The intervention will assist participants in mobilizing mutual supports for HIV care with
other session participants, with other HIV+ friends, and through involvement in the programs,
activities, and message boards of LGBT and community advocacy organizations in St.
Petersburg. Bonds formed through these channels are likely to be accepting, affirmative, and
nonjudgmental. Participants will discuss, practice, and plan ways to offer-and ways to
gain-care-related informational supports (such as sharing information about care providers
known to be affirmative and accessible), emotional supports (helping one another cope with
life stressors), and tangible supports (helping one another get to clinic appointments).
Intervention sessions will link group members to mutually support one another in care-related
strategies, and will assign participants to reach out to other friends or to the programs of
LGBT organizations where they can link with others for care supports. Beyond supports
specific to HIV care engagement, the intervention will also seek to build social resources
for general psychosocial well-being and for social integration with persons believed to be
supportive of health and self-esteem.
Sessions will employ interactive discussion, skills-building exercises, group problem
solving, and goal-setting for social support mobilization and for mutual care-related
supports. Week-by-week, participants will be asked to share with one another challenges and
care barriers they face, life concerns they have, steps taken toward HIV care engagement, and
social connections made since the last session. In these ways, the intervention will help
participants develop and mobilize social capital that can directly support HIV care
engagement and also strengthen psychosocial well-being.

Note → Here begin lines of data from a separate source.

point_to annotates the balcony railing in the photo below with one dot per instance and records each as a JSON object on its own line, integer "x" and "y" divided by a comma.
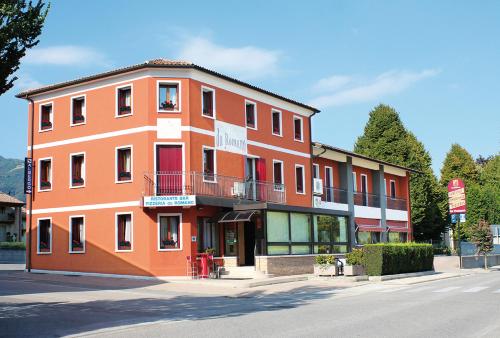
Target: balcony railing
{"x": 366, "y": 199}
{"x": 396, "y": 203}
{"x": 164, "y": 183}
{"x": 334, "y": 195}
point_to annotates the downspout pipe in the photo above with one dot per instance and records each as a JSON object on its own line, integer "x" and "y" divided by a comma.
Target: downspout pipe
{"x": 30, "y": 220}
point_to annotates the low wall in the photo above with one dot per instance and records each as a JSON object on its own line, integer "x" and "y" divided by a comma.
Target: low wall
{"x": 471, "y": 262}
{"x": 12, "y": 256}
{"x": 285, "y": 265}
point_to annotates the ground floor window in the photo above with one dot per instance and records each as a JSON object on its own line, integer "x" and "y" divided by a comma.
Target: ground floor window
{"x": 169, "y": 232}
{"x": 77, "y": 234}
{"x": 124, "y": 232}
{"x": 44, "y": 235}
{"x": 208, "y": 236}
{"x": 299, "y": 233}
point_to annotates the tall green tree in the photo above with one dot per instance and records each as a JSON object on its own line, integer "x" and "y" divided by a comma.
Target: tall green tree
{"x": 21, "y": 23}
{"x": 386, "y": 138}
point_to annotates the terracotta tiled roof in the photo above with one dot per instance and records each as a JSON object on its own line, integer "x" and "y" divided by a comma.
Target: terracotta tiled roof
{"x": 156, "y": 63}
{"x": 7, "y": 199}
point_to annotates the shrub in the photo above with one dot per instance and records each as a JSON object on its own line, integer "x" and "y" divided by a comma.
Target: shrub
{"x": 355, "y": 257}
{"x": 393, "y": 258}
{"x": 13, "y": 245}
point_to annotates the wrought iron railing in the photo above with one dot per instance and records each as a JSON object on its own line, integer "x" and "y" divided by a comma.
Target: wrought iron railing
{"x": 366, "y": 199}
{"x": 164, "y": 183}
{"x": 395, "y": 203}
{"x": 334, "y": 195}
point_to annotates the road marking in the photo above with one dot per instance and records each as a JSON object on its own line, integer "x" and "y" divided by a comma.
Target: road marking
{"x": 451, "y": 288}
{"x": 476, "y": 289}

All participants who received the SSM intervention will complete measures eliciting
intervention feedback at the end of the final booster session. In addition, 40% of
participants will be randomly selected for in-depth interviews to provide feedback and
discuss their experience in the intervention and perceptions about how it can be improved.
The interviews will be conducted immediately after the intervention ends so that
participants' memories will be fresh. The interviews will seek feedback on all aspects of the
intervention including its most and least useful format, content and interactive techniques,
and outcomes of social resource mobilization efforts. Interviews will delve into reactions of
others to participants' social resource mobilization efforts. Interviews will be conducted by
experienced in-depth interviewers uninvolved in intervention delivery, will be recorded, and
will be thematically analyzed.
Followup Assessment Procedures. Participants will be followed at points 6 and 12 months after
the final main intervention session with assessments that include all behavioral measures
administered at baseline as well as viral load testing. Followups will also measure how often
in the past month the participant talked with friends about HIV care topics. These questions
will determine whether there were changes over time in care-supportive talk among
participants across the study conditions.